No século XIII, o latim consolidou-se como a língua internacional das universidades e dos textos acadêmicos, desempenhando um papel crucial na formação das línguas neolatinas e germânicas (Alves, 2025). Santo Tomás de Aquino, então, demonstrou um profundo conhecimento não apenas da cultura clássica, mas também da poesia popular medieval, como a provençal, incorporando sua cadência rítmica e padrões de rima em suas composições (Barbieri Pacheco, 2025). Essa capacidade de dialogar com múltiplas fontes e estilos é um reflexo de sua erudição e de sua abertura para todas as formas de expressão da verdade.
A poesia, na visão de Santo Tomás, não é um elemento secundário em relação à filosofia ou à teologia. Pelo contrário, ela é uma forma de expressão capaz de revelar aspectos da realidade e do transcendente de maneira única (Barbieri Pacheco, 2025).
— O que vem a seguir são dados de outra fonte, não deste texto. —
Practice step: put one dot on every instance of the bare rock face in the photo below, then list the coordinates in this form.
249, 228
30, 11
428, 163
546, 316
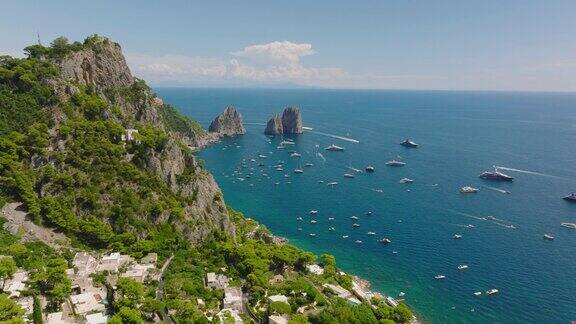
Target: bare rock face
274, 126
292, 121
228, 123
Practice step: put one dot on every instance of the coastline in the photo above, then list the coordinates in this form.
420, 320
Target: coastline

Como Nina Barbieri destaca, a literatura, por meio do “desvio da linguagem e da sensibilidade interpretativa”, pode alcançar dimensões da verdade que a filosofia, pela sua natureza analítica, não consegue (2025). Assim, a linguagem poética oferece aos filósofos uma nova visão do mundo e da existência humana, sensibilizando-os em sua busca pela verdade. O olhar poético pode inspirar a filosofia, e a linguagem metafórica pode servir como ponte para a teorização filosófica.
A fusão de teologia, filosofia e literatura na obra poética de Tomás é notável. Seus hinos e sequências eucarísticas são exemplos brilhantes dessa síntese, na qual a precisão da linguagem teológica se encontra com a emoção lírica e a paixão mística. A fé (“fides”), como diria Santo Ambrósio, torna-se “canora” (canto) (Biffi, 2005; Alves, 2025). Tomás traduz conceitos complexos em expressões acessíveis, sem perder profundidade, utilizando figuras de linguagem como aliterações e repetições para enfatizar conceitos teológicos profundos e conectar diferentes aspectos da verdade (Barbieri Pacheco, 2025).
Essa abordagem não apenas enriquecia a liturgia, mas também demonstrava a convicção de Tomás de que a beleza e a arte podiam ser veículos poderosos para a compreensão e a contemplação dos mistérios divinos. A poesia de Santo Tomás, portanto, não é meramente um adorno, mas uma ferramenta teológica e espiritual que nos convida a uma “intensa e apaixonada contemplação” do mistério eucarístico (Biffi, 2005). Ao estudar sua poesia, mergulhamos em um universo onde a sabedoria da fé e a beleza da expressão se unem para revelar as verdades mais profundas da vida cristã.